Ik leg uit dat het zo’n vaart niet zal lopen en dat ik dat toch het best kan beoordelen, omdat ik in Rusland woon. Het mag allemaal niet baten. Ik word voor een fait accompli gesteld. moet mijn koffers pakken en vertrekken.
Toen ik in oktober 2013 in Rusland neerstreek, was het een ander land. Zeker, de net een jaar eerder als president teruggekeerde Vladimir Poetin toonde zich in toenemende mate autoritair. Tijdens zijn inauguratie in mei 2012 waren er in Moskou hevige rellen geweest uit protest tegen de retour van Poetin in het hoogste ambt. Honderden waren opgepakt en zaten toen ik in Moskou aankwam nog steeds zonder proces in de gevangenis.
Het begon met een mishandelde Nederlandse diplomaat
Vanaf dag één van mijn verblijf zette zich een nieuwsstroom in gang, die de afgelopen bijna elf jaar niet meer zou opdrogen. Het begon met een mishandelde Nederlandse diplomaat, koninklijk bezoek aan Moskou en intussen waren de voorbereidingen op de Olympische Winterspelen in Sotsji in full swing. Een aantal bomaanslagen van terroristen op bussen en een treinstation bepaalde de discussie over de veiligheid tijdens de Spelen. En natuurlijk ging het over de veiligheid van homoseksuele atleten in Sotsji.
Onze V/M
Dagblad van het Noorden en Leeuwarder Courant publiceren iedere week een column van Onze Vrouw/Man, een van de acht mediacorrespondenten uit een ander continent.

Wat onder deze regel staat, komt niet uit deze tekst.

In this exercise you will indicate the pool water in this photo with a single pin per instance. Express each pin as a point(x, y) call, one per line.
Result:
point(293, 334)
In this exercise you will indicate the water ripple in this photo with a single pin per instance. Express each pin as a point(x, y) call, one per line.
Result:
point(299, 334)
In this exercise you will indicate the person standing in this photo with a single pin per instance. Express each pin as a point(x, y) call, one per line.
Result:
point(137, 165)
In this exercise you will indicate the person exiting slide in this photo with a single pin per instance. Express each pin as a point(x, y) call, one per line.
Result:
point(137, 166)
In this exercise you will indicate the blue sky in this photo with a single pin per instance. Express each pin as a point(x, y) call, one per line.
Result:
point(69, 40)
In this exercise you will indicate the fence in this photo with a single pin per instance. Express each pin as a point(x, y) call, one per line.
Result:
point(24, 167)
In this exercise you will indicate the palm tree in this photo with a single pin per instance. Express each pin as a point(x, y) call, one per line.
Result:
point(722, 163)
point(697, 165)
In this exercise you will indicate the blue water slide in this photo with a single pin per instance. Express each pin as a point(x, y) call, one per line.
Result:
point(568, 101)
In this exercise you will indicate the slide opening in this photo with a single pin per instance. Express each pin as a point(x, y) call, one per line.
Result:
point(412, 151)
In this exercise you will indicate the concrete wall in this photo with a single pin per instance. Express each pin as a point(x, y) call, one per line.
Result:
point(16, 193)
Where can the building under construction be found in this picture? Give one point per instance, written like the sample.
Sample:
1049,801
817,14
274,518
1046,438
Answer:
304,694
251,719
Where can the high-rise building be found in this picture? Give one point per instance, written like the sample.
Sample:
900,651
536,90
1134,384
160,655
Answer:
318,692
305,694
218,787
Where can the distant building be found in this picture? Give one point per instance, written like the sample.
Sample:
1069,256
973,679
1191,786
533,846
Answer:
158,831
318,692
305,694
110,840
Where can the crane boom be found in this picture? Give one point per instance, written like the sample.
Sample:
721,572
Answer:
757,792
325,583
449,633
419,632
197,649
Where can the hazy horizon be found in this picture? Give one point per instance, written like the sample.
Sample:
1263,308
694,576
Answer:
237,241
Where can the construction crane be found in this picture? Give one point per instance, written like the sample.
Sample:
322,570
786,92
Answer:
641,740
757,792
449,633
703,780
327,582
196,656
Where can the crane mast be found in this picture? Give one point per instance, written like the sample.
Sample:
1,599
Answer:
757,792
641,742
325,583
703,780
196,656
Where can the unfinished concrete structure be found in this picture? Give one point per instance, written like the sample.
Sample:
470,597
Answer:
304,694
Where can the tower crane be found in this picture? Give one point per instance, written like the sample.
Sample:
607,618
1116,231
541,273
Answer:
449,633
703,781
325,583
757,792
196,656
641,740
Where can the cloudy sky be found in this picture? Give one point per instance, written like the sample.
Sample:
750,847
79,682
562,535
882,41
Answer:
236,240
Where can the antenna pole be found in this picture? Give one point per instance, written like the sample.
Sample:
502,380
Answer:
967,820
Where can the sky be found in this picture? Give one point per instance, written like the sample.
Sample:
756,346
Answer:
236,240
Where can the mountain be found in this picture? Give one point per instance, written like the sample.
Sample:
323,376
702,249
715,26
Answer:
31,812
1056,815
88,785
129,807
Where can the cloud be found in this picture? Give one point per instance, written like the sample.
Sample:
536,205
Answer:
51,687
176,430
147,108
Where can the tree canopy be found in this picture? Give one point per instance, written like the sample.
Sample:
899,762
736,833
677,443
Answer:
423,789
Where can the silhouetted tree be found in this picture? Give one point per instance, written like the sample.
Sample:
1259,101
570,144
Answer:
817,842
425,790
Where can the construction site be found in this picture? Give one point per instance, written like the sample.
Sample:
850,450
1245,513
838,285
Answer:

Joost Bosman (1969, Eindhoven) was sinds eind oktober 2013 correspondent in Moskou voor het AD, Financieele Dagblad, deze krant, EWMagazine, BNR Nieuwsradio en EenVandaag. Hij studeerde journalistiek aan de Hogeschool Windesheim in Zwolle en Ruslandkunde aan de Universiteit van Amsterdam. In augustus gaat hij vanuit de Georgische hoofdstad Tbilisi werken.
De komende weken hebben de correspondenten zomerreces; op zaterdag 31 augustus is deze rubriek terug.
Het is verbijsterend, dat er een decennium later een totale oorlog woedt in Oekraïne, waarin al honderdduizenden doden zijn gevallen. Wat geenszins wil zeggen dat LGBT-rechten niet belangrijk zijn, maar het grootschalige bloedvergieten aan de rand van Europa is gevoelsmatig een stuk urgenter.
De laatste ruim twee jaar, sinds de invasie in Oekraïne, voelden in Rusland bij tijd en wijlen unheimisch. Niet dat je je voortdurend zorgen maakte of zelfs bang was. Maar als er nieuwe wetten zijn waardoor je in principe gevangenisstraf kunt krijgen, kruipt dat onder je huid.
Je raakte sneller getriggerd door voorvalletjes die je eerder negeerde. Iemand die net even te laat een appje beantwoordt, een man die op straat, net als je voorbij bent gelopen, begint te bellen en een paar honderd meter hetzelfde gebeurt. Waarschijnlijk was het niets, maar dat het je opvalt, zegt genoeg over het (onbewuste) onbehagen dat je voelt.
Telefoon ontfutseld en illegaal gekopieerd
Sinds de invasie in Oekraïne begon, heeft de Russische veiligheidsdienst FSB me een keer of zes ondervraagd. De ene keer stelde het niets voor, andere keren waren buitengewoon onaangenaam en intimiderend en werd zelfs mijn telefoon met een smoesje aan me ontfutseld en illegaal gekopieerd. Daar twijfel ik geen seconde aan.
Het laatste verhoor was in mei, toen ik ‘s nachts terugkeerde van een bruiloft in Nederland. De jongeman op de luchthaven die me bij mijn vertrek een week ervoor nog had ondervraagd, zat ook weer in het kantoortje. Kennelijk had hij een week nachtdienst. We keken elkaar aan en moesten lachen.
,,U weer?!’’, vroeg ik met veel gevoel voor hilarie.
,,Ja, het begint al een traditie te worden’’, grinnikte hij als antwoord.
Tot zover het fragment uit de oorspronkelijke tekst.